By the end of 2019, there were 2.6 million MFI debtors with a collective loan value of over $10 billion in Cambodia, according to Cambodia Microfinance Association (CMA).

These collateralised loans stand at $3,804 per capita, which makes Cambodians the largest class of micro credit borrowers in the world.

Latest figures by CMA indicate a dip in borrowers to 2.1 million with a total outstanding loan of $7 billion.

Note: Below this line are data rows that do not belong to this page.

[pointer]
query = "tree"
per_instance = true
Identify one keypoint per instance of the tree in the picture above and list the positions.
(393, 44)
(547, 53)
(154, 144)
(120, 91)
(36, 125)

However, CMA spokesman Kaing Tongngy said although non-performing loans (NPL) of the entire financial sector was 2.3 per cent in August compared to 1.3 per cent in January this year, it is considered sustainable by global standards in the industry. Overall, NPL stands at 2.5 per cent.

“In normal circumstances, loan restructuring may be considered as a NPL but during a pandemic, it is [deemed] a normal performing loan based on NBC’s circular,” Tongngy said.

He claimed that while many of MFI clients have “recovered” from the impact of the pandemic, there were still some, particularly those in the tourism sector who remained impacted.

“We are still discussing with members and stakeholders on the possibility of continuing [the] loan restructure [scheme] till the end of 2021 for the impacted clients,” Tongngy said.

The MFI sector has a total of 2.8 million depositors with 3.8 billion savings accounts.

Cambodia has a high proliferation of financial institutions in the region. Last year, NBC said there were 47 commercial banks consisting of 17 local banks, 17 subsidiaries and 13 foreign branch banks.

In addition, there are 15 specialised banks, seven microfinance deposit-taking institutions, 76 microfinance non-deposit taking institutions, 245 rural credit institutions, and 15 financial leasing companies.

It has a thorough representation for various financial needs in the country for borrowers and depositors, yet financial literacy in rural areas remains comparatively low.

Are banks out of the woods?

Channy does not think so, given the continuous negative economic outlook. In order to keep liquidity and not face a wave of NPLs, financial institutions are subject to continuous stimulus measures.

Having said that, profits through 2020 will be largely contributed by the stimulus measures but as they are currently in place till the end of the year, banks are likely to see a more significant negative impact on portfolios and profits in 2021.

“On average, banks can be expected to end 2020 with a healthy profit on the books,” he said.